The second ex to haunt Vivian appears ten months after the first. Vivian is clerking at the local library when she catches a whiff of his caustic cologne and flees circulation. While she peers at him from the children’s section, he paces a dozen times through the DVDs, stopping to finger the rom-coms, tilting cases outward, then popping them back in, disgusted. He looks thinner but with the same callously contemptuous lips, the lips that would kiss Vivian’s tenderly and then tell her she was too disorganized to make it through law school. “Has to be a doppelgänger,” Kelly says. “Public libraries are beneath him.” But Vivian isn’t so sure. She knows how queasy she felt when she saw him. For that obit, she makes him a father: survived by five devastated and resentful spawn. In lieu of flowers, send donations to the Baldwinsville Public Library.

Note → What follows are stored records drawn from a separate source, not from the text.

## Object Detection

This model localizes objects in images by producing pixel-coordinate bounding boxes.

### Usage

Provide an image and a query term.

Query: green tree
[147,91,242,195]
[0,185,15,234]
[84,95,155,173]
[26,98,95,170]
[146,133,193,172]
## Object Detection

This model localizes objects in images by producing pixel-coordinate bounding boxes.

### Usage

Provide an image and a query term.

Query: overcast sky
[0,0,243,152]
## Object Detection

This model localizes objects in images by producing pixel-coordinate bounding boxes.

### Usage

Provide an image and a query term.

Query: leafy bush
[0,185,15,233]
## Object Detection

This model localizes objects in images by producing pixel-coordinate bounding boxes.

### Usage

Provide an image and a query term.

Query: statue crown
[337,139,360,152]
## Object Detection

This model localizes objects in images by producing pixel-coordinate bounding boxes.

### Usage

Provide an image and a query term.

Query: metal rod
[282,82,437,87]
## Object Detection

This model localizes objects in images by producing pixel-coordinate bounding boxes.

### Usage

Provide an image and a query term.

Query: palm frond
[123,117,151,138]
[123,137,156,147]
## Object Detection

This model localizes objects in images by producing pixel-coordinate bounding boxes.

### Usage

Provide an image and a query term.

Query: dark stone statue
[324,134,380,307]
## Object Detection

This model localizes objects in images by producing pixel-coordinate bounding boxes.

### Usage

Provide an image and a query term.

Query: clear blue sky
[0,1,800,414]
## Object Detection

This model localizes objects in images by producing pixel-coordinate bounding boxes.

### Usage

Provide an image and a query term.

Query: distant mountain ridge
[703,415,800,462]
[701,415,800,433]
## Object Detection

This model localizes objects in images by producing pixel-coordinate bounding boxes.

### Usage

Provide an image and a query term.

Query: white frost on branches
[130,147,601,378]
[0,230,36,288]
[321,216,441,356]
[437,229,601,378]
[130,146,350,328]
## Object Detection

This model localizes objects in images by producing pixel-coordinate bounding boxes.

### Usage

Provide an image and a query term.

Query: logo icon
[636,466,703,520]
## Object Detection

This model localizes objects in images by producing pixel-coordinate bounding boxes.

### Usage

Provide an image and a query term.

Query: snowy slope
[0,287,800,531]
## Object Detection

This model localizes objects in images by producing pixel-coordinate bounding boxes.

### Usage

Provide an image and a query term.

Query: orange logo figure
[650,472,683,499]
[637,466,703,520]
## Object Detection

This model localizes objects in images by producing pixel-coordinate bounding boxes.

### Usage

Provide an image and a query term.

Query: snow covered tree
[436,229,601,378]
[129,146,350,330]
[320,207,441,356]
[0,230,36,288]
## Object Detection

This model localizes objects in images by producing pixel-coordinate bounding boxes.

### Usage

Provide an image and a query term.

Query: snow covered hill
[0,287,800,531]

The third? Well. Elliot isn’t exactly an ex. And, to make it more complicated,  he’s nowhere near dead to her.

It’s a Sunday afternoon in late October, a day so uncannily sweltering as to cause wobbly mirages on the streets and prickly chafing between Vivian’s thighs, when Elliot calls. Her first serious crush in high school. She’d even go so far as to say first love, the boy who eclipsed all the others. Vivian had collected bits of him: a scrap of red satin from his cape in their school’s production of Much Ado, a stiff tube sock that had fallen from his gym bag. She had, at the end of lunch one day, slipped one of his chewed-up Capri Sun straws into her pocket and that night, after finishing her AP American History response paper, sucked on it in the dark, ran it across her lips, inhaled the last trapped droplet of 16% juice, still waiting for his mouth.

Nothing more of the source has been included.